What admins can infer
- Misbehaving devices causing lease churn or duplication.
- Rogue DHCP entities triggering artificial starvation.
- Clients with repeated boot retries or faulty DHCP stacks.
- Zeroes in on endpoint-level behavior within seconds.
- Correlates MAC/DUID identity with lease churn, duplicate identifiers, or rapid solicitations.
- Offers cluster-level visibility, revealing whether the issue is isolated or widespread.
- Converts raw DHCP anomalies into clear, actionable intelligence.
Why it matters
Preventing DHCP pool exhaustion attacks and address allocation instability is critical.
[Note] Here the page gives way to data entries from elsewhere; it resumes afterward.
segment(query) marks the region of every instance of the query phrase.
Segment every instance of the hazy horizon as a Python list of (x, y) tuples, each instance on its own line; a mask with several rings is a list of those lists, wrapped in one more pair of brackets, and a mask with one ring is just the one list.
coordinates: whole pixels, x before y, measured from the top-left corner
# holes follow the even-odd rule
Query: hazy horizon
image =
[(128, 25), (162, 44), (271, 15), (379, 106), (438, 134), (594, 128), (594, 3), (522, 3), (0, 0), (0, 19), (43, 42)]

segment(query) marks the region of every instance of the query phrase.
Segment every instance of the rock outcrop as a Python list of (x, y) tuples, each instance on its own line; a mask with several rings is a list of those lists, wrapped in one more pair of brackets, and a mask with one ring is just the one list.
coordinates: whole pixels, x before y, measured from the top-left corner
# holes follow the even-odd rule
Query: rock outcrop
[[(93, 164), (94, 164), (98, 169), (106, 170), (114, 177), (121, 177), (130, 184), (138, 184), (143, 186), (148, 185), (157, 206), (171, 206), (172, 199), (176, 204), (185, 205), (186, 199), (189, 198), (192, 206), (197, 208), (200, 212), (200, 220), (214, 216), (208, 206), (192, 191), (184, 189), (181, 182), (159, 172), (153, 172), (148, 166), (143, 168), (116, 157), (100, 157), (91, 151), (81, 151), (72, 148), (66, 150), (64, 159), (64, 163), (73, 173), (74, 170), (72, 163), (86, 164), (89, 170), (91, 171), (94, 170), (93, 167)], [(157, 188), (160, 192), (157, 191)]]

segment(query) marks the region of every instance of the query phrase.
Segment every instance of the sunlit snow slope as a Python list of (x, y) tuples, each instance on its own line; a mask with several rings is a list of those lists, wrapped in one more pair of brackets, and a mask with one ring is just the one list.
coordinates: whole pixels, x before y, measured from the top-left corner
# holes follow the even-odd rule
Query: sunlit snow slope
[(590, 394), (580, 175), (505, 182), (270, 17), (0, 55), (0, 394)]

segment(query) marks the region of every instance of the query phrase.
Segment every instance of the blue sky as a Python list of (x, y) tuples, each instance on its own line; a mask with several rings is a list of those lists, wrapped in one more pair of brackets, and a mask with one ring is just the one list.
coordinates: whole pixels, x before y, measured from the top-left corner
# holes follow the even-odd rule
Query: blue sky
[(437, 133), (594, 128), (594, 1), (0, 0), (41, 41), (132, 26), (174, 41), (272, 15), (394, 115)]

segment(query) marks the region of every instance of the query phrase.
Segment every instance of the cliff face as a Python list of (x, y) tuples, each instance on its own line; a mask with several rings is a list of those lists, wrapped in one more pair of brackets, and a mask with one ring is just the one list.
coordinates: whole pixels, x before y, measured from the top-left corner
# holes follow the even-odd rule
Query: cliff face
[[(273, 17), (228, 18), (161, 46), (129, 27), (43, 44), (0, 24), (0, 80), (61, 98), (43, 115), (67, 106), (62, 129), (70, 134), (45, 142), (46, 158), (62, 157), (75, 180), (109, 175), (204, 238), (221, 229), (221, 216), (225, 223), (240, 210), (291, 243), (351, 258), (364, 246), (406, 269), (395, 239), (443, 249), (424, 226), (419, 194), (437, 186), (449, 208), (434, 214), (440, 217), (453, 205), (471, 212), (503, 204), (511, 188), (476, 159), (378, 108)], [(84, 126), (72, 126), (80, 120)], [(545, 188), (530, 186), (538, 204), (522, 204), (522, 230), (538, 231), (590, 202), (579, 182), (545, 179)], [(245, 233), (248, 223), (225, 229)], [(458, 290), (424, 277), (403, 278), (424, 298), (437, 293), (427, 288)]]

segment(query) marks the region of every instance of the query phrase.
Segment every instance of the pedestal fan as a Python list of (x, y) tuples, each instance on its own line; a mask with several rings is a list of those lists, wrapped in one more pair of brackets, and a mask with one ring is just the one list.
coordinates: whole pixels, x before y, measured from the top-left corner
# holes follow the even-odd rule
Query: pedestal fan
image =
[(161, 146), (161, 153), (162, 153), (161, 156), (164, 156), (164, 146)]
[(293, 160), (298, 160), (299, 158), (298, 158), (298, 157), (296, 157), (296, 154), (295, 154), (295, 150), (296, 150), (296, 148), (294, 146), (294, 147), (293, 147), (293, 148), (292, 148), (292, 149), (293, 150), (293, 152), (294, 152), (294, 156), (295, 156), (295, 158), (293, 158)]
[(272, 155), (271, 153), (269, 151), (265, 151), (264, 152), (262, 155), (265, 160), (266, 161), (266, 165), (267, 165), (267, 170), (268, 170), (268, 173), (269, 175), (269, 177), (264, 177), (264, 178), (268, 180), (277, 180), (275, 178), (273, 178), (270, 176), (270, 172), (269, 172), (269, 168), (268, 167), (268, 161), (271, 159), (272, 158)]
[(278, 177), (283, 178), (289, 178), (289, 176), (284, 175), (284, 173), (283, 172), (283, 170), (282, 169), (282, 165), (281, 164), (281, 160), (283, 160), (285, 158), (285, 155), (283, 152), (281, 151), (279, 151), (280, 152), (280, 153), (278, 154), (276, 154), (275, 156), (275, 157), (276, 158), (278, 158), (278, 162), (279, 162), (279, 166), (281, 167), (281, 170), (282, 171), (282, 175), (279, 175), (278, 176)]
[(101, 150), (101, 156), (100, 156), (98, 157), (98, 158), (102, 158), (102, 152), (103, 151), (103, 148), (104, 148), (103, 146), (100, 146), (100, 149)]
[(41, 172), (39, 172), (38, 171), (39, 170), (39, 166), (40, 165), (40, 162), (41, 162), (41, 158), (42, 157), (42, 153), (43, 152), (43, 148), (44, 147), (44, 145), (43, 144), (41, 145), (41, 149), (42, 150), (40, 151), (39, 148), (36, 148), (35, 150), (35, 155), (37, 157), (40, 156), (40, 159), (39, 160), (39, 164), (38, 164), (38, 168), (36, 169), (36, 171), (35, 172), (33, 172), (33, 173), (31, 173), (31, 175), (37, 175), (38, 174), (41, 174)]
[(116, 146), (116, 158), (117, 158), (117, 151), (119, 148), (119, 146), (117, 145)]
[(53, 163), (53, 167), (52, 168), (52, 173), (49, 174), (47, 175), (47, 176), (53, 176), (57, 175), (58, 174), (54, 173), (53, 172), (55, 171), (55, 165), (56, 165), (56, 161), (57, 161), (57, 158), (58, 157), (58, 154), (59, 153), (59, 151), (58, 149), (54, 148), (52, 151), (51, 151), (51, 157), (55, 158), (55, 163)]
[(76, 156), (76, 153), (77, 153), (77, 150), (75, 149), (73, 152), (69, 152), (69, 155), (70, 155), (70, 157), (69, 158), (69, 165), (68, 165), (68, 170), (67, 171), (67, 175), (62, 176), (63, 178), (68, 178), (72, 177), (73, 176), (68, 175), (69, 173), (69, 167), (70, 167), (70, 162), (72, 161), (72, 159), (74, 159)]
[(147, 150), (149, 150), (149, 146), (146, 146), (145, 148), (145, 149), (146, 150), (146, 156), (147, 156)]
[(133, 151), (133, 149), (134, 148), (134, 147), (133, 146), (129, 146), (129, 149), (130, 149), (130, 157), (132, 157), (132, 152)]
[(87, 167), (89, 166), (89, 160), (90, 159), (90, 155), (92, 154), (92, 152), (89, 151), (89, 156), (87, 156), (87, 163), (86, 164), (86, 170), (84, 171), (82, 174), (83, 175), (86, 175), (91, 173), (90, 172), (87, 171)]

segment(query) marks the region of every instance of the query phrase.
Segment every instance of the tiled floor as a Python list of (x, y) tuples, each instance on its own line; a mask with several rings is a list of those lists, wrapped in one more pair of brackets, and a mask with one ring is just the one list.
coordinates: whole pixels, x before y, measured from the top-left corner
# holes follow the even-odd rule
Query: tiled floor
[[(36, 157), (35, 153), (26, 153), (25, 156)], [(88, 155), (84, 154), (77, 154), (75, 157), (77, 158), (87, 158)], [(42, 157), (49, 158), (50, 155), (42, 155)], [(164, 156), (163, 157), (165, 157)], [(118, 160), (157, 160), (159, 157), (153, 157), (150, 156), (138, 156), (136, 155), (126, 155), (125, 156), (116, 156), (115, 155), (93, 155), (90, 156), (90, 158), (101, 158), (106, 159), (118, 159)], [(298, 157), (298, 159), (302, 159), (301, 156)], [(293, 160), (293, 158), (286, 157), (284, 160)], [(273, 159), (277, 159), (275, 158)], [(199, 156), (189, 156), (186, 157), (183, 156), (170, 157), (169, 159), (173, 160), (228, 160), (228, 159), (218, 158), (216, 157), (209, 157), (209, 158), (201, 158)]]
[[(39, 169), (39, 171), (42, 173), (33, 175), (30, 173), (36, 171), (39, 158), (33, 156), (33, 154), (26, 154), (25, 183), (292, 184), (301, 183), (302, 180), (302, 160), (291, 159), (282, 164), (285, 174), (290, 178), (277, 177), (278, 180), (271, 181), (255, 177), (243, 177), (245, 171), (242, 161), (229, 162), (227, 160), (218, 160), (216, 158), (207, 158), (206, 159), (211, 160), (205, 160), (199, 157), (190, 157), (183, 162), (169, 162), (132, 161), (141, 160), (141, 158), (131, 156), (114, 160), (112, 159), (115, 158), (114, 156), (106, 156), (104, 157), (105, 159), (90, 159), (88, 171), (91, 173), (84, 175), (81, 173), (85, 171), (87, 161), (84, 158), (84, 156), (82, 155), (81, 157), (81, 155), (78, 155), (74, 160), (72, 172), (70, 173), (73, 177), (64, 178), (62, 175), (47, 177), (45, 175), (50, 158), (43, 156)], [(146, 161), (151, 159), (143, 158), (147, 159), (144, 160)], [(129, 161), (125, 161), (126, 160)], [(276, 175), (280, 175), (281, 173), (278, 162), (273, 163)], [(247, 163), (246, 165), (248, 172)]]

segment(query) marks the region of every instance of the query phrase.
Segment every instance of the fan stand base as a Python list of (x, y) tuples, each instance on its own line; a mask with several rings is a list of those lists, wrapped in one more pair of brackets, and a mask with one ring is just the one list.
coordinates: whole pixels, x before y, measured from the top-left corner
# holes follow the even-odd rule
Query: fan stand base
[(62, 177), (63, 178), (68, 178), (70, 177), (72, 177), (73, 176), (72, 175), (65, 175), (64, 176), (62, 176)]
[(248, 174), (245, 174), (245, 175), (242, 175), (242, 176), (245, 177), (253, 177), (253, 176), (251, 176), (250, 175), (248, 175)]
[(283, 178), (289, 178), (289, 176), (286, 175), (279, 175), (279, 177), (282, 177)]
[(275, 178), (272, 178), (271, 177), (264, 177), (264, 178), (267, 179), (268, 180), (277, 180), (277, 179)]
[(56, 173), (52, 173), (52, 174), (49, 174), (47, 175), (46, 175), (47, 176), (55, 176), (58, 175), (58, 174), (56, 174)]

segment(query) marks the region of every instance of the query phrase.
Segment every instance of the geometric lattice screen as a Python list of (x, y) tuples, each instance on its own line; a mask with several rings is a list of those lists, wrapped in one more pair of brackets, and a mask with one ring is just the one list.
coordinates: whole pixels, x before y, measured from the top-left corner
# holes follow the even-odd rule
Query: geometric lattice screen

Even a single misbehaving or malicious client can destabilize an entire subnet or site.
Each client represented by the respective MAC/DUID is hyperlinked for deeper investigation, providing a deep dive into DHCP reports filtered by the endpoint.
How Anomaly Insights dashboard helps validate auto-quarantine
DDI Central automatically:
- Quarantines suspicious domains → no internal device can resolve them
- Quarantines hosts → even if they reconnect on new IPs, they remain blocked
Admins can use the dashboard to:
- Validate whether each quarantine is justified
- Identify false positives
- Begin deep investigation by deep-diving into the relevant analytics in the Reports module
- Trace anomalies to their root causes (host, domain, subnet, record type)
Why do you need DDI Central's Anomaly Insights dashboard
The Insights dashboard doesn’t just display data — it transforms it into actionable intelligence.
✔ For Admins
- Pinpoints where to start the investigation
- Prioritizes root-cause analysis
- Correlates DNS & DHCP anomalies for multi-layer visibility
- Helps confirm which devices need remediation
✔ For CXOs
- Offers a real-time cybersecurity posture snapshot
- Simplifies communication of risk status
- Demonstrates compliance readiness
- Shows how DDI Central provides defense-in-depth security
Best practice tips
- Review anomalies daily to detect new or recurring patterns.
- Investigate DGA anomalies first, as they often signal active malware communication.
- Use the export option (top-right of the Insights dashboard) to save anomaly data for auditing or correlation with firewall/endpoint logs.
- Compare visualization types regularly — Pie for distribution, Bar for scale, and Table for operational review.
- You can define a custom time window at the top of the Insights dashboard to narrow your analysis to a specific period.
- Once the data is loaded, click the “Export as PDF” icon at the top-right corner to save or share the anomaly report.
This export feature is ideal for:
- Weekly or monthly audit documentation.
- Compliance reporting.
- Sharing with network security or SOC teams.